Woman with brain surgery to be revived

Woman with brain surgery to be revived

AKSARAY
Woman with brain surgery to be revived

A “revival” project is being carried out on a woman’s skull, which was discovered in 1989 during archaeological excavations in the Aşıklı Mound in the Central Anatolian province of Aksaray and is believed to have undergone the first brain surgery in history.

It is believed that it was the skull of a nearly 25-year-old woman and that after the surgery, she lived for about 10 days. The 10,400-year-old Aşıklı mound, located in Kızılkaya village of Gülağaç district, is known as the first village of Central Anatolia and Cappadocia. The mound has hosted many firsts in history. For example, the first agricultural experiments were made there as well as the first domestication of sheep and goats. The skull, on which the first brain surgery was performed, is of great importance in terms of medical history and is exhibited in the Aksaray Museum.

Speaking to the state-run Anadolu Agency, the Aksaray Museum Director Yusuf Altın said that there were two holes in the skull and that they believed that it was the traces of the first skull surgery performed in history.

Noting that 9,500 years ago, the average age of people was between 30 and 35, Altın said: “The studies carried out on the skull by scientists revealed that the woman who had the surgery lived about 10 days after the operation. The Aksaray Municipality started a project on the skull exhibited in the Aksaray Museum. We had a 3D scan of the skull done. We will portray a 25-year-old woman from 9,500 years ago, and two 3D copies of it will be made. One will be exhibited at the Aksaray Science Center and the other will be in our museum. These studies are being carried out in Germany. After they are finished, we will present the copies to visitors. They will be made of beeswax.”

Mihriban Özbaşaran, professor at the Istanbul University’s Prehistoric Archaeology Department and the head of Aşıklı mound excavations, said the excavations at Aşıklı Höyük started in 1989.

“Excavations have continued uninterruptedly since then. There is agriculture and animal husbandry in Central Anatolia today. We see it in the mound, too, namely the first people who were engaged in agriculture and animal husbandry. The first settlement began there in 8,400 B.C. Aşıklı mound was a place of the first village settlement, the first agricultural experiments and the place where the first sheep and goats were domesticated,” she said.

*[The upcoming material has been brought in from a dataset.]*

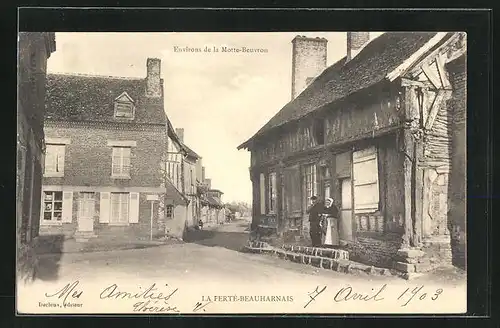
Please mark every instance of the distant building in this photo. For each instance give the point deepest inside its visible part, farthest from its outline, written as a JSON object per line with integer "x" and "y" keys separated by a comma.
{"x": 107, "y": 139}
{"x": 382, "y": 131}
{"x": 212, "y": 207}
{"x": 34, "y": 50}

Özbaşaran said that the woman of the skull was buried with her baby and they found it that way.

“In the examinations at Hacettepe University, it was revealed that this skull was especially pierced and the operation was performed very sensitively. It was revealed that this was an operation performed using obsidian drillers. Then there was regeneration in the cells in the skull. So it seems that the woman lived for some time after the operation. When the project is finished, we will meet the woman of Aşıklı.”